28 set 2020, 11:36 - atualizado em 28 set 2020, 11:36
“A sabedoria popular diz que para nevoeiro e adolescência não há remédio”, diz o colunista

Caro jovem investidor,

Entendo a sua ansiedade em ganhar dinheiro rápido. Aliás, entendo a sua ansiedade como um todo. Afinal, você é jovem. Consigo, inclusive, ver um lado bonito nessa história.

A ânsia de viver, a capacidade de projetar um futuro perfeito — enquanto os velhos já estão mais calejados com os próprios fracassos, erros e desvios aleatórios frente à perfeição anteriormente esperada; portanto, sabem mais sobre as chances de novos percalços e admitem maior prudência —, e a falta de nitidez sobre a finitude da vida, já que sobram-lhe ainda muitos anos pela frente, transbordam pelo seu olhar e sua pele. Quase posso tocá-los no ar.

Ao tentar responder à sua pergunta, decidi recorrer a Rainer Maria Rilke, que me parece já ter percorrido o exercício nas “Cartas a um jovem poeta”. Mais do que isso, eu jamais conseguiria chegar a este nível de precisão nas palavras:

“Deixe a seus julgamentos sua própria e silenciosa evolução sem a perturbar; como qualquer progresso, ela deve vir do âmago do seu ser e não pode ser reprimida ou acelerada por coisa alguma.

Tudo está em levar a termo e, depois, dar à luz. Deixar amadurecer inteiramente, no âmago de si, nas trevas do indizível e do inconsciente, do inacessível a seu próprio intelecto, cada impressão e cada germe de sentimento, e aguardar com profunda humildade e paciência a hora do parto de uma nova claridade: só isso é viver artisticamente na compreensão e na criação.

Aí o tempo não serve de medida: um ano nada vale, dez anos não são nada. Ser artista não significa calcular e contar, mas sim amadurecer como árvore que não apressa a sua seiva e enfrenta tranquila as tempestades da primavera, sem medo de que depois dela não venha um verão.

O verão há de vir. Mas virá só para os pacientes, que aguardam num grande silêncio intrépido, como se diante deles estivesse a eternidade. Aprendo-o diariamente, no meio de dores a que sou agradecido: a paciência é tudo.”
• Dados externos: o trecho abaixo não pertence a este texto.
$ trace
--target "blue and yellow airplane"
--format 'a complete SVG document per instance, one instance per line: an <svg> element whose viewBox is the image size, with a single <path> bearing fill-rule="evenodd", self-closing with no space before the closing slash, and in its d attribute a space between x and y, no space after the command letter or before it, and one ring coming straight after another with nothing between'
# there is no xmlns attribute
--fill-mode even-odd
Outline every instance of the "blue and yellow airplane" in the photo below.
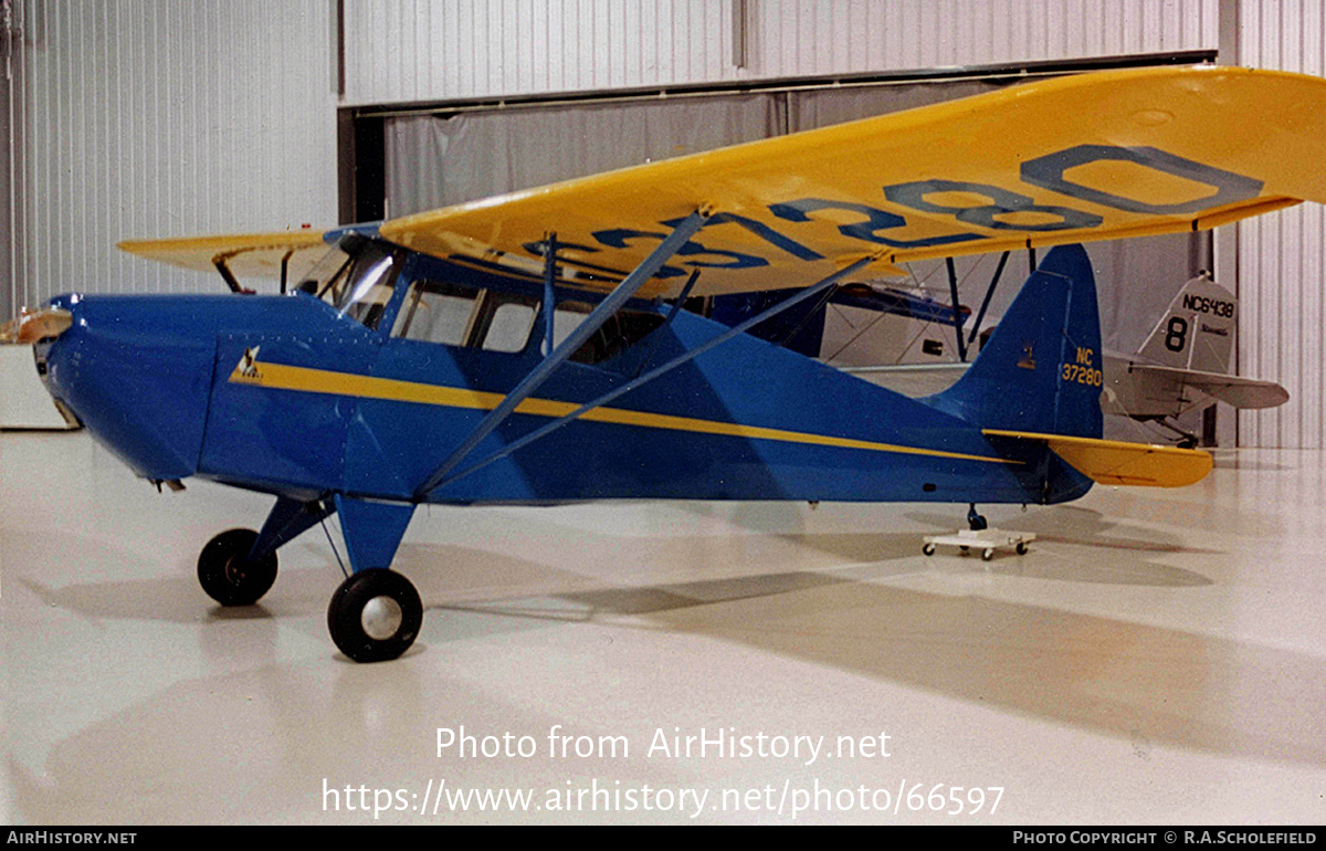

O investimento nunca será tão bonito quanto uma poesia — embora eu considere ser uma atividade em que a arte prepondera sobre a ciência. Alan Blinder dizia isso até mesmo sobre a política monetária, tão pretensamente científica, mas, ainda assim, superada pelas habilidades artísticas (intuitivas e sensoriais) dos banqueiros centrais; curiosamente, Jerome Powell é também muito menos modelista do que outros que sentaram naquela cadeira. Bom, mas esse é outro assunto.

O ponto aqui é que, assim como uma obra de arte, um investimento tem seu próprio momento de maturação. Para amadurecê-lo, não há como apressar sua seiva. Uma determinada boa ação comprada não vai subir só porque você a comprou ou na hora que você quiser. Ela vai subir no seu próprio tempo. Aqui, a paciência também é tudo.

A sabedoria popular diz que para nevoeiro e adolescência não há remédio; tem que esperar passar. Investimento também é assim. Quando há uma determinada nuvem sobre nós, mas os fundamentos estruturais continuam bons, devemos apenas esperar passar, de forma paciente. O verão há de vir para os pacientes.

Desde o final de agosto, os mercados de risco têm sido assolados por um desses nevoeiros.

As big techs americanas, grande vencedores de 2020 junto ao ouro, foram subitamente castigadas, sob desconfiança de bolhas e de que os valuations haviam ido longe demais. O mercado de moedas passou a enfrentar grande volatilidade.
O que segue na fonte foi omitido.